The contest in Canada between two brilliant poker pros and a computer will be held in July 2007 in Vancouver; British Columbia, This contest will be all about how a computer plays against real players and can it vary its game from conservative to aggressive. If the two pros win both of their two games they will get $25,000 for their efforts. The computer named Polaris by its University of Alberta developers was designed with the idea that it would be able to play to the opponents' weakness. Also it would seamlessly mover from aggressive play to conservative. The computer will underbet hands and also bluff at different times. Unpredictable play is a part of a good poker players gaming skill. This is what the developers of this computer program are counting on said Jonathan Schaeffer one of the lead artificial intelligence researchers on this Polaris Poker Project. We can predict the odds without any problem, but we cannot play to conservatively or the opponent will soon take advantage of this way of playing. We need to be unpredictable to beat a good human player. This is why we built in playing conservatively and then aggressive bluffing.

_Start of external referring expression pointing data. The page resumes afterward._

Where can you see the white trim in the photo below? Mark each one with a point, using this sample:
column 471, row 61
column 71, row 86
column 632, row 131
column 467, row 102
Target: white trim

This high-stakes tournament will be part of the Association for the Advancement of Artificial Intelligence conference that is scheduled for the Vancouver hotel. Attendees to this conference will be able to watch Phil Laak and Ali Eslami take on Polaris with the opportunity to win $25,000 each if they win both of the games they are scheduled to play against Polaris. Each player must win two games each against Polaris in order to win their share of the prize money. Laak recently won NBC's Poker After Dark and Eslami plays in some of the most elite poker games in the world. Computers have done exceedingly well in strategic games such as chess or checkers. But poker has the luck element in it and that may be tougher for Polaris in these matches. There is no luck element in chess or checkers. On the other hand if the style of play by the computer, Polaris, can be changed without any tells, then its unpredictability may be difficult to master.
I am not sure who will win this poker match between solid poker players and a computer due to it is so hard to detect the play of an opponent. Oliver Schulte, a cognitive scientist once worked with the Polaris developers. He would not venture a guess about who will win.
But, what if this computer is amazingly good at playing poker and wins this test. If it can emulate the play of a skilled poker pro and play far more superior than the dogs in the famous poker painting, what chance would average online players have against a computer that plays exceptionally well and can also pull off a solid bluff. And, how soon would some poker rooms install these computer bandits to remove the playing stake from their less than knowledgeable opponents in a friendly $2 No Limit game. Would this be akin to the room cheating to set live players up against such opponents.